Earth, Exploitation and Other Dreaded E-words.

Why would anyone sit on the damp floor of a stop at Warwick University Bus Interchange (on a gloomy day) with some chalk and draw this? I don’t even think anybody at the stop noticed it and when I returned days later, it had faded away. As someone who’s into photography, it definitely caught my eye. I wish I knew who drew it so I could unleash a myriad of questions at them. However, I don’t, so it will forever remain a mystery. The narrative I find comfort in is that it was written for me. Perhaps I, who had no in-depth understanding of different global crises, was destined to stumble upon this piece, and embark on a journey towards political sobriety.

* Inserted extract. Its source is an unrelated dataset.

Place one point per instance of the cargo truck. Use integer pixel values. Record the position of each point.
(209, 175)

What does the world need saving from?

There’s no easy answer to that – the world needs to be saved from a number of things, including itself. But I’ll try to focus on unfair trade with the developing world today. To be blunt, the world needs to be saved from multi-billion pound industries, that are pumping out products, to the developing world’s (and planet earth in general’s) demise. A few weeks back, I talked about the impact that the fashion industry has on our clean water supply and aquatic life. You can read that here:

But the fashion industry is just one player on the team. The food industry plays a mean striker: I read that 50% of the world’s grain supply goes to the western world. 25% of the grain supply goes just towards feeding livestock in the west because the meat and dairy industry is thriving in this part of the world. 25% is enough grain for both China and India combined (George, 1991).

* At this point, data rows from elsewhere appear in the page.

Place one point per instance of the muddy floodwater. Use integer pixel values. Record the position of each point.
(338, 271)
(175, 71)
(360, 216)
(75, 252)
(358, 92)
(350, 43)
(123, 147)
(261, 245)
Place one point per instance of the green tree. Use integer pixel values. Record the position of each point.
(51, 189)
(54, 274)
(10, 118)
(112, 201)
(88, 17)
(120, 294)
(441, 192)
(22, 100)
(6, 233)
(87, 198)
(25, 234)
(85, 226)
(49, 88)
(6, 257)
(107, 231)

Doesn’t that make you feel sick? We indulge so much that even our animals are indulgent. But we don’t care because we don’t experience famines. Speaking of famines, where does that final quarter go?

It goes to the developing world, of which much of the grains are produced. The west exploits developing countries for their produce by buying it super cheap so that the workers in agriculture and fashion in the developing world countries can just about survive, without adding any value to their produce or country. This way, said countries are (and for decades have been) in an unending cycle of unfair trade. These, my friends, are called “cash crops”. In fact, there was some work against cash crops by the United Nations, but Henry Kissinger threatened to remove funding from the UN if they were to proceed (George, 1991). The world food supply is actually enough to feed us all – it’s just not distributed fairly. And then of course, the overcrowding and natural famine arguments step in. But these arguments are merely excuses; they are excuses designed to shame the starving.


References: George, S. (1991). How the Other Half Dies: The Real Reasons for World Hunger. London: Penguin Books, pp.23-52.